The day they let Jules out of prison, two guards escorted him to meet the warden. The warden’s wood-paneled office was much bigger than the cell where Jules had spent the past five years of his life. The warden was a large man with a square jaw and skin tanned the color of mahogany. Jules was very pale but had spent the past one thousand eight hundred and twenty-five days lifting weights and that, combined with the crude tattoos, made him a very large and scary dude.
The warden had Jules’ file on his desk. He made a show of flipping through the papers inside, frowning at the lists of crimes and misdemeanors. He slapped it shut and said: “I have a cherry 1968 Shelby Mustang parked outside this facility, V8 engine, beautiful beast.”
Jules sat in the creaking wooden chair on the other side of the desk and said nothing. He was following the first rule of prison: stay quiet, at least until you know the score.
The warden said: “That car’s my baby. Can you guess why it’s parked outside?”
Jules shook his bullish neck: no.
“Because I earned it, Mister Jules. I came to work every day, and did my job, and collected an honest man’s paycheck.” The warden flashed his white tombstone teeth, leaning back in his plush throne. “And if you work very hard and stay out of trouble, someday you might have a car just like that. Something to ponder, Mister Jules.”
Jules nodded his massive head: yes.
The warden clapped his pillow-soft hands. “That’s settled, then. Good luck out there.” He offered a cheery wave as the guards escorted Jules out.
Down in a caged room they shook a manila envelope full of Jules’ personal effects onto the counter: two brass keys, an ancient cell phone, a pack of strip-club matches, a scuffed wallet with three crumpled dollars and an expired driver’s license, and a wedding ring. His knife was missing.

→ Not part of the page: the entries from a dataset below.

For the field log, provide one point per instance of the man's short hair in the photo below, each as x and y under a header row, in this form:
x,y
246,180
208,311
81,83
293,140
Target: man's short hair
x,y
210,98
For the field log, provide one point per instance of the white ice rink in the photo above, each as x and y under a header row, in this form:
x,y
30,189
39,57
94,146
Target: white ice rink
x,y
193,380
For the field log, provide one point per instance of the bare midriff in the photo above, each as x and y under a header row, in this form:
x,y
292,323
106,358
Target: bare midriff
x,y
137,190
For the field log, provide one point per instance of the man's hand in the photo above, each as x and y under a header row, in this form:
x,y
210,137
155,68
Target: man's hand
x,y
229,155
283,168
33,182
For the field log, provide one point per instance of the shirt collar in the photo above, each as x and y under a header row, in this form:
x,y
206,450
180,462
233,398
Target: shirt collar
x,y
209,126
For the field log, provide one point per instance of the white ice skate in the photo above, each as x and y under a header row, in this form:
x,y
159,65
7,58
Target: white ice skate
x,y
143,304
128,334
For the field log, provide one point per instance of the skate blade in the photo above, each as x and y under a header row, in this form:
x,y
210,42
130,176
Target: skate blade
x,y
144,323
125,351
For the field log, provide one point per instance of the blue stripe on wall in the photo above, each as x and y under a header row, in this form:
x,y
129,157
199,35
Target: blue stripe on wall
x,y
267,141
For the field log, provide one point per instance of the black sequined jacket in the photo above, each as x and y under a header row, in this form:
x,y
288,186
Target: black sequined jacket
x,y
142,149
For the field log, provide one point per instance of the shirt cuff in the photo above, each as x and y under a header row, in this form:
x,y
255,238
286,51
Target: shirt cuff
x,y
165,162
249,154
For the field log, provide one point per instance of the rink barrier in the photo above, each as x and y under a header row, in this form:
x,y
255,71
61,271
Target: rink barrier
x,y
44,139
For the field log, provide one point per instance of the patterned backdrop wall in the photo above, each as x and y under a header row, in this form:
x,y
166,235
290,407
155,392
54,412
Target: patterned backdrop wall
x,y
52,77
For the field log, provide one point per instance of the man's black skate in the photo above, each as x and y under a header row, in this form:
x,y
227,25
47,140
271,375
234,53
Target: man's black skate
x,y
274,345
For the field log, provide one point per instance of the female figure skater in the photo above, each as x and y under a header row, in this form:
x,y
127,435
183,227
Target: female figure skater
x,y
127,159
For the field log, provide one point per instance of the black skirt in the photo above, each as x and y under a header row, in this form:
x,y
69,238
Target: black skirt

Jules slipped the keys, phone, matches, and wallet into the pockets of his leather jacket. The wedding ring he tossed into the convenient wastebasket. He let the guards walk him into the noonday firestorm and down a narrow sandy path sandwiched between tall fences. Beyond the chain-link the desert burned white and infinite, split by the black line of the highway snaking east to west.
“See you soon,” one of the guards said, and the front gate snapped open. Jules officially returned to the land of freedom, swiveling in his tracks like a lost dog. Nobody was waiting to pick him up, but that wasn’t surprising.
Already sweating in the hundred-degree heat, Jules walked along the fence and into the shadow of the prison wall. In front of him, ten rows of cars gleamed in the sunlight. He found the Mustang in a special parking space close to the entrance. It was every inch as cherry as the warden promised. The driver’s door was unlocked, the keys tucked behind the visor. Who would travel all the way out here to steal a car?
A guard on the wall shouted something as Jules roared for the highway, but that beautiful V8 engine made it hard to hear the words.